As we continue to evaluate the capabilities of advanced Generative AI coding copilots, we find that they offer reasonable performance for entry-level basic code snippets typically performed by beginning programmers, but fail catastrophically at more advanced tasks. Recently we were debugging a server application and attempted to use ChatGPT 4.0, Gemini Ultra's coding copilot and several additional dedicated coding copilots to diagnose the problem and generate template code for common sections. As usual, we ran into many strange issues.

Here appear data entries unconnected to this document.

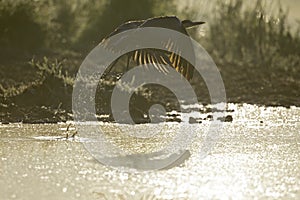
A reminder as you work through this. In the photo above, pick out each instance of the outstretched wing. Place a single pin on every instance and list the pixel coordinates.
(158, 58)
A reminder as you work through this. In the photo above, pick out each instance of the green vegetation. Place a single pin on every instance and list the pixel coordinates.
(42, 44)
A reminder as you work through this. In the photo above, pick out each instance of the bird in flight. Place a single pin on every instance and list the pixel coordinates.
(159, 58)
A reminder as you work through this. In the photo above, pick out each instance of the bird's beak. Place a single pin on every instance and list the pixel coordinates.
(193, 24)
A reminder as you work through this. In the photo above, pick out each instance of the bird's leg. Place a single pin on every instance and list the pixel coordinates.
(128, 61)
(111, 66)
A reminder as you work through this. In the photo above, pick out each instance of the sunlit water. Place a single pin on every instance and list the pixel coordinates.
(257, 156)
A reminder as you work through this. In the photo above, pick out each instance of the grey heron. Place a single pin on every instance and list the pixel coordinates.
(155, 56)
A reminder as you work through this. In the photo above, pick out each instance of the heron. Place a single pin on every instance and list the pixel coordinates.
(159, 58)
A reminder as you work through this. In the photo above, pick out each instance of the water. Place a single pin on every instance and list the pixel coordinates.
(257, 156)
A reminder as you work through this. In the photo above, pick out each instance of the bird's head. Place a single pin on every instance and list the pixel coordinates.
(189, 24)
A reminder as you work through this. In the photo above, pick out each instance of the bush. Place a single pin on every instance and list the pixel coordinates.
(251, 37)
(18, 29)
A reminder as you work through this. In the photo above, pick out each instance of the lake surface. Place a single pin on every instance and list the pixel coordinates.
(256, 156)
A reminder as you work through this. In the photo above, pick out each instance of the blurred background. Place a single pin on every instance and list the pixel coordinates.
(255, 44)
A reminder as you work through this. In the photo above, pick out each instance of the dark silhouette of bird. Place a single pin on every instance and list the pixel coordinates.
(159, 58)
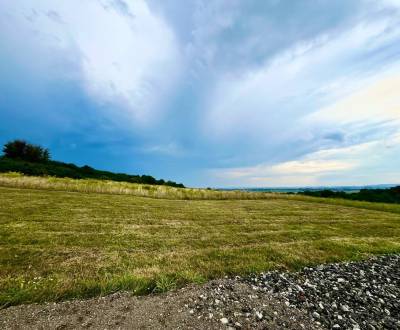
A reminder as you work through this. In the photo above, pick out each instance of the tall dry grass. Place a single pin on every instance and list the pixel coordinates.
(17, 180)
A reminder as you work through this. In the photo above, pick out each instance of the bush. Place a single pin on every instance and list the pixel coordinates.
(20, 156)
(19, 149)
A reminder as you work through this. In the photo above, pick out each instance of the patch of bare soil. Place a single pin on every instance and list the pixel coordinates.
(220, 304)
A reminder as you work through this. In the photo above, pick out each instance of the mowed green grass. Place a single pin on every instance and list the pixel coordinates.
(58, 245)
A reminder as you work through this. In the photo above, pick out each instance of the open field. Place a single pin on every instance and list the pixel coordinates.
(57, 244)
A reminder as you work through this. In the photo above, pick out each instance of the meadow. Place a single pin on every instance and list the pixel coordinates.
(65, 238)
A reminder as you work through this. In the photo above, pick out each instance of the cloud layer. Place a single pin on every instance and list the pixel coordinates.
(222, 93)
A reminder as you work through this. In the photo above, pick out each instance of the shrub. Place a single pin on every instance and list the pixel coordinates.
(19, 149)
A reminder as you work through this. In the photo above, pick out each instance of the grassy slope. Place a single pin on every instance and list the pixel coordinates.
(57, 244)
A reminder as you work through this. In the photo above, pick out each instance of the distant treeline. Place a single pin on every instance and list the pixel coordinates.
(20, 156)
(391, 195)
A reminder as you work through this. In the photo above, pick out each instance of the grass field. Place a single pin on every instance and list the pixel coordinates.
(56, 244)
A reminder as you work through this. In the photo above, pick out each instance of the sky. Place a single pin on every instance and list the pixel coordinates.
(218, 93)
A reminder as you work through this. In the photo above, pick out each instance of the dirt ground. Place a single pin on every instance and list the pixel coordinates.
(173, 310)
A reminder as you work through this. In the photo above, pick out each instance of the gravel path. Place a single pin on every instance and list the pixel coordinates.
(359, 295)
(354, 295)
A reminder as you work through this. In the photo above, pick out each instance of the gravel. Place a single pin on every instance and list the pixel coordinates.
(353, 295)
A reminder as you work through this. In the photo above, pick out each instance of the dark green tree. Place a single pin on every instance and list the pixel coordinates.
(20, 149)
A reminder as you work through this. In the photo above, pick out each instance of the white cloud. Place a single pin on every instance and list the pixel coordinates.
(269, 101)
(378, 102)
(355, 165)
(129, 60)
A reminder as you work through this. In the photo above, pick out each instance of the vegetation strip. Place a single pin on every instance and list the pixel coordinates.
(56, 245)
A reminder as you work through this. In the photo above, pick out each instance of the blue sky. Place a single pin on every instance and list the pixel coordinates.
(208, 93)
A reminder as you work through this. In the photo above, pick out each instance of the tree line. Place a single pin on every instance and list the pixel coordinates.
(29, 159)
(390, 195)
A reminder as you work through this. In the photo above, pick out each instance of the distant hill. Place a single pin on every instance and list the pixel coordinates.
(20, 156)
(388, 195)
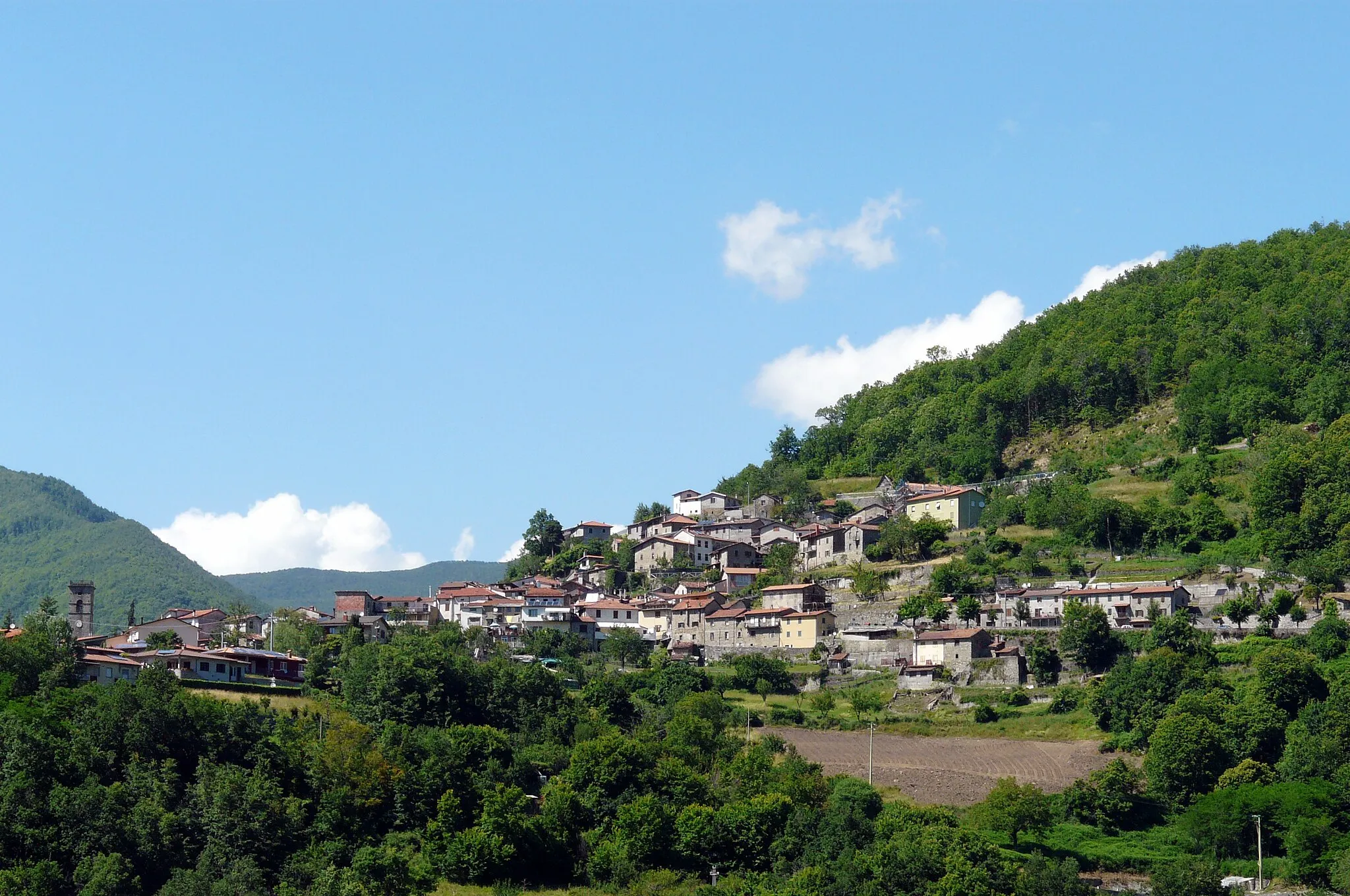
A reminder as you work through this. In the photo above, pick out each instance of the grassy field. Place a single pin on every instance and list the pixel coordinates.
(831, 488)
(906, 714)
(1022, 534)
(1016, 722)
(1129, 489)
(657, 883)
(283, 701)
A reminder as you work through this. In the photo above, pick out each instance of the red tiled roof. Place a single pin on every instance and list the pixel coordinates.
(940, 491)
(605, 603)
(471, 592)
(693, 603)
(726, 614)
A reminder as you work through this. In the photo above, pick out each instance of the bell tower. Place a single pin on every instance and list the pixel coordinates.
(81, 607)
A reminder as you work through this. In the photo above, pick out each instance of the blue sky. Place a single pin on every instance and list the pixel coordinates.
(453, 264)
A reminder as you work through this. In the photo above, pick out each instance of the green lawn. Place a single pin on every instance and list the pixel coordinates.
(1129, 489)
(283, 701)
(908, 714)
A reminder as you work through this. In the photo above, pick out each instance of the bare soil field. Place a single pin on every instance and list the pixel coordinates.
(949, 771)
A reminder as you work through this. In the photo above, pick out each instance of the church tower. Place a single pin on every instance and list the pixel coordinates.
(81, 607)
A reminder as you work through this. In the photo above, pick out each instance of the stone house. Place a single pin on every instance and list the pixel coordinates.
(204, 665)
(952, 648)
(686, 502)
(587, 530)
(105, 665)
(662, 551)
(765, 507)
(804, 630)
(732, 555)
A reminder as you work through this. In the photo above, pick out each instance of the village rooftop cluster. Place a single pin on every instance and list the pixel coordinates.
(707, 601)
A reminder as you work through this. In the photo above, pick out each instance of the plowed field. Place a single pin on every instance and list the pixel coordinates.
(951, 771)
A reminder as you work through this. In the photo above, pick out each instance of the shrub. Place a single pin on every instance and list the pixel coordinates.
(1191, 876)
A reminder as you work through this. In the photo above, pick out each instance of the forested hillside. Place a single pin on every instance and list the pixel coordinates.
(315, 587)
(1130, 390)
(51, 534)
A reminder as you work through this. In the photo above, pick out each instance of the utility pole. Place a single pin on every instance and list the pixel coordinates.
(1260, 865)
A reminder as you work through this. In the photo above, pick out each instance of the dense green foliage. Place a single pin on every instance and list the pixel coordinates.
(1237, 341)
(305, 587)
(50, 534)
(1240, 335)
(428, 764)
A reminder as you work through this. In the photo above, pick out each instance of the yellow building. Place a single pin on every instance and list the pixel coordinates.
(959, 505)
(806, 629)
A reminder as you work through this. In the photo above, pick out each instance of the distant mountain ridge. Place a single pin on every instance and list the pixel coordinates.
(51, 534)
(305, 586)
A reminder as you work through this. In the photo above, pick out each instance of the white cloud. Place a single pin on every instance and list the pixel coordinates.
(465, 547)
(762, 246)
(1100, 275)
(279, 534)
(804, 381)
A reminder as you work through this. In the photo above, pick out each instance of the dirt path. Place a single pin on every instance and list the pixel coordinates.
(952, 771)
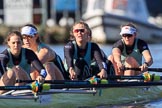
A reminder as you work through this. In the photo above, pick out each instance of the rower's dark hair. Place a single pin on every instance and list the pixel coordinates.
(130, 24)
(12, 33)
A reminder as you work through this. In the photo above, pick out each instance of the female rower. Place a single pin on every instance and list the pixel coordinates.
(15, 62)
(51, 61)
(128, 52)
(80, 52)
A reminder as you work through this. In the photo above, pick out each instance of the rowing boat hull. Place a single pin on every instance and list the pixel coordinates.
(107, 96)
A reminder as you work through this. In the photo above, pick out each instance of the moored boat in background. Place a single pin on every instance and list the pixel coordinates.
(105, 18)
(115, 93)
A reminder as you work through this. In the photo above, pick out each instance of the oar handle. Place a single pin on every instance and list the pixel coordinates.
(149, 69)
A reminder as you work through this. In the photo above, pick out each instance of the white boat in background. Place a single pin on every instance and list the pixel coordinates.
(106, 16)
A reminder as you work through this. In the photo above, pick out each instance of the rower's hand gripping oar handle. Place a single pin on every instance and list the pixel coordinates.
(149, 69)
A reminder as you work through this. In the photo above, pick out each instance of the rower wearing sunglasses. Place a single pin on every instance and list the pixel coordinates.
(51, 61)
(129, 51)
(79, 53)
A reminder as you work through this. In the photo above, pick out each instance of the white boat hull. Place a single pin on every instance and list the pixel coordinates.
(108, 96)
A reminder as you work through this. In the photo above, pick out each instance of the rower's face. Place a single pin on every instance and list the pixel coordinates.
(28, 41)
(80, 33)
(128, 39)
(15, 44)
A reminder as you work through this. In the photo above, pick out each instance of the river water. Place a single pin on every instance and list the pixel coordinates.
(156, 50)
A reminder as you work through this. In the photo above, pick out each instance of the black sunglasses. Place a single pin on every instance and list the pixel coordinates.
(127, 35)
(78, 30)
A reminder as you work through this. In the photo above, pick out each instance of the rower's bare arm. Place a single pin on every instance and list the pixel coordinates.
(43, 55)
(117, 55)
(147, 57)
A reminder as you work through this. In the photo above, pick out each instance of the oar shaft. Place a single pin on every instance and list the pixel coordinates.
(149, 69)
(15, 87)
(112, 85)
(155, 77)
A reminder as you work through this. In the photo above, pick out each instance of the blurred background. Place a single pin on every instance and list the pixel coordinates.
(55, 17)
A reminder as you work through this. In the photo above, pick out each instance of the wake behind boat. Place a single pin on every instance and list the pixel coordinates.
(88, 93)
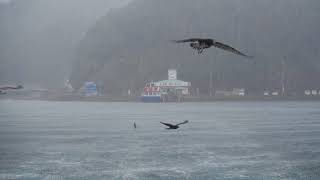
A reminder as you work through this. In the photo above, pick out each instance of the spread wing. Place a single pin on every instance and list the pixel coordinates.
(167, 124)
(229, 48)
(11, 87)
(184, 122)
(186, 40)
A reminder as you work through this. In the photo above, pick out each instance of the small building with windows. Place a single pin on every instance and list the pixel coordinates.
(171, 89)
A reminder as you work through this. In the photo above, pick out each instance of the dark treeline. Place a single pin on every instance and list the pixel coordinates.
(130, 46)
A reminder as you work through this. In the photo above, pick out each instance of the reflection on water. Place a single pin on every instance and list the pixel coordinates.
(223, 140)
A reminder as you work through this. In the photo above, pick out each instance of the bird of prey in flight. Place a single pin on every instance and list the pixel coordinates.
(3, 88)
(172, 126)
(201, 44)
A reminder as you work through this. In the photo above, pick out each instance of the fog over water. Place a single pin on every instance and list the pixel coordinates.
(223, 140)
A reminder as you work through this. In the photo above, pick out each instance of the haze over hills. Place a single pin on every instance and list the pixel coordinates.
(39, 37)
(130, 46)
(42, 41)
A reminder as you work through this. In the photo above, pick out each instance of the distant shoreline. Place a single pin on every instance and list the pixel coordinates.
(185, 99)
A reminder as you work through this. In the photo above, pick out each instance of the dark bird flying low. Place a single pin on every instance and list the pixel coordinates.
(201, 44)
(174, 126)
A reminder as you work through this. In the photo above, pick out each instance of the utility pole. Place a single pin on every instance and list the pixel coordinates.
(283, 76)
(211, 84)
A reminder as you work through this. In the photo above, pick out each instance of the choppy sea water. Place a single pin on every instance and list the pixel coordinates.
(223, 140)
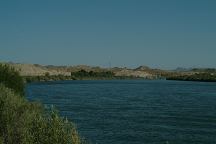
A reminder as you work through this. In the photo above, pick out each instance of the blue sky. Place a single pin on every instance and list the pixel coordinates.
(158, 33)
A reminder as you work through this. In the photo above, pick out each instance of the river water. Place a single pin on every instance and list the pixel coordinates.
(134, 111)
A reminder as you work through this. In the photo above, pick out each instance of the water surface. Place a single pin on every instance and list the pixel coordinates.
(135, 112)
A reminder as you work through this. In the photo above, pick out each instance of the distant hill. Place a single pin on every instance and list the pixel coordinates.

Upgrading a legacy application that uses blocking sockets to non-blocking sockets, we couldn't recall off the top of our head whether "SO_RCVTIMEO" and "SO_SNDTIMEO" apply in any way to non-blocking sockets ("O_NONBLOCK") and if so, what point of origin they use to begin their timing (such as the initial connect). Intuitively, it would seem that they could still perform an overarching timeout from accept(), but we wanted to verify this behavior. Unfortunately, we received conflicting results, with multiple runs across the different models suggesting either they do apply, don't apply, can apply under some circumstances or will cause the code to fail. Worse, running multiple times under the same model often yielded alternating results. The actual answer is that they are not applicable to non-blocking sockets unless the socket is switched back to blocking mode at some point later in the code (a coding pattern seen in some older applications to wrap areas the programmer wanted to simplify at a risk of robustness).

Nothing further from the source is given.